Ear to the Ground

08 September 2023

There was very little in terms of UK economic data this week, anyone would think that it was the end of the summer school holidays!  What we did have was the latest UK house price data, this time from Halifax.  Their news, much like that previously from Nationwide, was negative.  In their August data print they recorded that house prices had fallen by 1.9%, greater than the consensus forecast fall of 0.3%.  Year on year, therefore, house prices have fallen 4.6%.  This represented the largest decrease since August 2009.  There is an expectation that house prices will continue to fall for the remainder of this year and into next, particularly as they are still 17% higher than pre-pandemic levels.  Higher interest rates and increased mortgage costs are reportedly to blame.

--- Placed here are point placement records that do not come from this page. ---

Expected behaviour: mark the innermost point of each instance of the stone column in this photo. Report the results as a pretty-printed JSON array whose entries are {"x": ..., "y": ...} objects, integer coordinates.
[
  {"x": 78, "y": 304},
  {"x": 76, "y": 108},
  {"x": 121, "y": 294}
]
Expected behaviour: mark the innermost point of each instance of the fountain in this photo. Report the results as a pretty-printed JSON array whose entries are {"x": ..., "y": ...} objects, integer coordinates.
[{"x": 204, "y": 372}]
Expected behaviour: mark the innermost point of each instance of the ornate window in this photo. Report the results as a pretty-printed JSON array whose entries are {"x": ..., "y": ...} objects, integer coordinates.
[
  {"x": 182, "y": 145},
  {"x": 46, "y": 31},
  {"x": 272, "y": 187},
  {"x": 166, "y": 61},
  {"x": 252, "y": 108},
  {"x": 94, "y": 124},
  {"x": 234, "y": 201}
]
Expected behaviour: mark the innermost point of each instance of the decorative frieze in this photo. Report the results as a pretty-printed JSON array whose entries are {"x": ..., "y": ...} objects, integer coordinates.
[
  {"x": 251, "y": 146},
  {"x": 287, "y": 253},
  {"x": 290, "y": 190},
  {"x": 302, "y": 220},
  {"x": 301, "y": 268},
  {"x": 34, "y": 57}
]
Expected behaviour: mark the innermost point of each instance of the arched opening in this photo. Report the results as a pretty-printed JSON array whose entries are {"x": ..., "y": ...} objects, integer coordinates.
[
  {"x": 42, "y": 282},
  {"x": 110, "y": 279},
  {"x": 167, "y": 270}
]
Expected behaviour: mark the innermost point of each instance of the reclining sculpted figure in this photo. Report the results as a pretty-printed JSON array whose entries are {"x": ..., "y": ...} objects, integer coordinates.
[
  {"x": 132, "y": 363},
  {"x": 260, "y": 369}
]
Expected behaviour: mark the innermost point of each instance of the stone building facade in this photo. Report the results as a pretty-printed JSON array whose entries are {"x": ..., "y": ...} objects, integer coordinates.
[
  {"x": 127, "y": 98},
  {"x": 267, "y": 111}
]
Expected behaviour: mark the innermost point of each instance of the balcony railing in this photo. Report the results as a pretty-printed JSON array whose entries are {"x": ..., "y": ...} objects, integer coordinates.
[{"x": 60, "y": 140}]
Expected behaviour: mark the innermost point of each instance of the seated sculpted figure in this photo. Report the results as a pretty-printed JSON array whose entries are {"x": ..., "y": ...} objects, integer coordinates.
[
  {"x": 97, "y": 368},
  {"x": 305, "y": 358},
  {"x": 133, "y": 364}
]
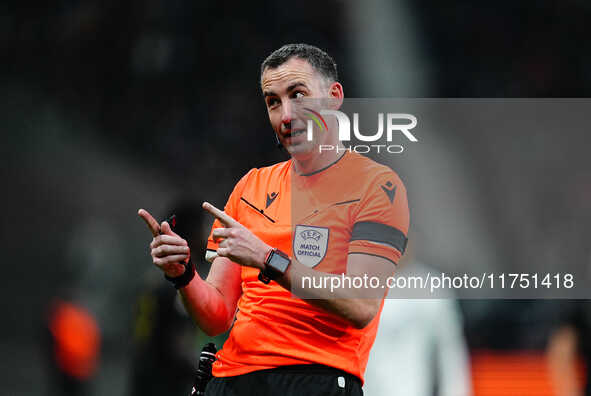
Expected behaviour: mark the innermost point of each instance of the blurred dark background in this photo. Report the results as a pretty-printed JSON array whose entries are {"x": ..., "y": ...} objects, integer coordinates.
[{"x": 109, "y": 106}]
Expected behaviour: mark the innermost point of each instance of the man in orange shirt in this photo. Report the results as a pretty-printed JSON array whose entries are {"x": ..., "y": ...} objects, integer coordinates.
[{"x": 314, "y": 218}]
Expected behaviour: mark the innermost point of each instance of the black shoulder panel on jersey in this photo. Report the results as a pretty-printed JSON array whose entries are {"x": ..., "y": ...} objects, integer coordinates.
[{"x": 381, "y": 233}]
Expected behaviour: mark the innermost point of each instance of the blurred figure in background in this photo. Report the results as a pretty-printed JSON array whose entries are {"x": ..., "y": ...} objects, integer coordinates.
[
  {"x": 569, "y": 351},
  {"x": 420, "y": 348},
  {"x": 74, "y": 345},
  {"x": 166, "y": 341}
]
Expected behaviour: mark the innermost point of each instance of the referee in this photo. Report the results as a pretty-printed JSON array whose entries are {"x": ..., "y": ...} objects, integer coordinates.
[{"x": 318, "y": 215}]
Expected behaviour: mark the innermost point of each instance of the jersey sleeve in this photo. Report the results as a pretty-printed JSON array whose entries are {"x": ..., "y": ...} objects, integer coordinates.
[
  {"x": 231, "y": 209},
  {"x": 381, "y": 224}
]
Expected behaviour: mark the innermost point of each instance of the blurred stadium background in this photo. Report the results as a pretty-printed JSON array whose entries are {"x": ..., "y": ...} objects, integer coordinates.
[{"x": 108, "y": 106}]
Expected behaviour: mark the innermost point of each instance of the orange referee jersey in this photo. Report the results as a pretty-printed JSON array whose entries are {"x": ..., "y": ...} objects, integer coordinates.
[{"x": 354, "y": 206}]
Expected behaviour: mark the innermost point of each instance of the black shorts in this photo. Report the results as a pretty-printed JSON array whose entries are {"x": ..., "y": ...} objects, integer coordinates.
[{"x": 307, "y": 379}]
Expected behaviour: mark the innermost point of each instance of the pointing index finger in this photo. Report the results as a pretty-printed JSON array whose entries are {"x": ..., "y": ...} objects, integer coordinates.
[
  {"x": 220, "y": 215},
  {"x": 150, "y": 222}
]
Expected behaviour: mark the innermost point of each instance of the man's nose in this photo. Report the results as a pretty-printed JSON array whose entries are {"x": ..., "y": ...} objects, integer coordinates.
[{"x": 286, "y": 115}]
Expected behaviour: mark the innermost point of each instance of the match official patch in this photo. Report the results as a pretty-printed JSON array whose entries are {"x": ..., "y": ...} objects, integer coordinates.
[{"x": 309, "y": 244}]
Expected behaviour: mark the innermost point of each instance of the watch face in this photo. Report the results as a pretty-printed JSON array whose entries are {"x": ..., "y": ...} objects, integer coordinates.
[{"x": 279, "y": 263}]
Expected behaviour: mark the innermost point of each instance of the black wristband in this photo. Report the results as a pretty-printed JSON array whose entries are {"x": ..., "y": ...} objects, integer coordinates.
[{"x": 184, "y": 279}]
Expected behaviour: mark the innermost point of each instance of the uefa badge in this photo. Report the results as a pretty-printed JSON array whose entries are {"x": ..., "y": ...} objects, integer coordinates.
[{"x": 309, "y": 244}]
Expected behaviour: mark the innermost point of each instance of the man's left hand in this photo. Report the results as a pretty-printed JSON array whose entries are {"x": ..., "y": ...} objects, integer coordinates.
[{"x": 238, "y": 244}]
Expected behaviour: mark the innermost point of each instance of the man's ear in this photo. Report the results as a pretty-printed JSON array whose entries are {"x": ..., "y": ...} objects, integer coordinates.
[{"x": 336, "y": 95}]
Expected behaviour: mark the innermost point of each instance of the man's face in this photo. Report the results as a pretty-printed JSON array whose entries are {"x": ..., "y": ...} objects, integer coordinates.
[{"x": 282, "y": 87}]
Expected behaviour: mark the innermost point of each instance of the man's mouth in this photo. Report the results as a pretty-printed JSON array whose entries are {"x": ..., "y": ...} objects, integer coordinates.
[{"x": 294, "y": 133}]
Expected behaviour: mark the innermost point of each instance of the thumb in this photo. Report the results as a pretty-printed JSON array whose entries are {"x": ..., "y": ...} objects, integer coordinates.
[{"x": 165, "y": 229}]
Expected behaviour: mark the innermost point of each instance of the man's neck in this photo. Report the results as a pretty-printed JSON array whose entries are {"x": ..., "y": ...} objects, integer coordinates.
[{"x": 318, "y": 162}]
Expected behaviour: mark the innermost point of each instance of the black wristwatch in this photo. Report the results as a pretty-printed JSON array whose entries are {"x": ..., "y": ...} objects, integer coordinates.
[{"x": 276, "y": 264}]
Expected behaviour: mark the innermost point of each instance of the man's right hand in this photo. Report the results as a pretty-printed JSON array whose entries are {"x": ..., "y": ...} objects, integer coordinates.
[{"x": 168, "y": 250}]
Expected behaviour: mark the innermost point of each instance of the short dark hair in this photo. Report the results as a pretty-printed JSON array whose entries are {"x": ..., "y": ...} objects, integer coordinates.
[{"x": 318, "y": 59}]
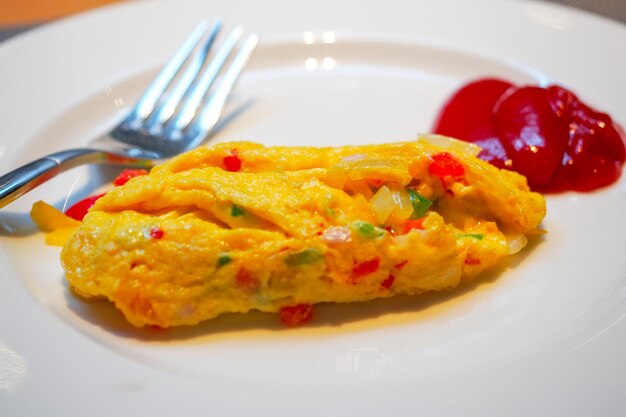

In the US, meanwhile, there was a little more data to go at.  The pick of the data was the release of the Institute for Supply Management (ISM) Services data, which showed that the index had unexpectedly jumped to 54.5 in August, with a reading above 50 indicating expansion in the sector.  This reading compared to the July figure of 52.7 and considerably above the consensus forecast of 52.5.  Looking behind the headline figure, there were improvements across most of the underlying categories.  A pickup was seen across business activity, new orders, employment and inventories.  These figures suggest that sentiment and hope across the sector is stronger than anticipated.  Could it be that we will continue to kick the US recession can further down the road?

There are perhaps some figures to keep an eye on.  Figures from Moody’s Analytics/Equifax show that delinquencies on private debt, including consumer loans, credit cards and car loans, are on the rise.  Looking at data since 2006, the current rates are nowhere near as high as they were for consumer loans and credit cards back in 2009.  Car loans are fast approaching that level, however.  It will be interesting to see what effect this, if any, has on car prices.  We have already seen Tesla take an axe to some of their car prices, who, if any, will be next!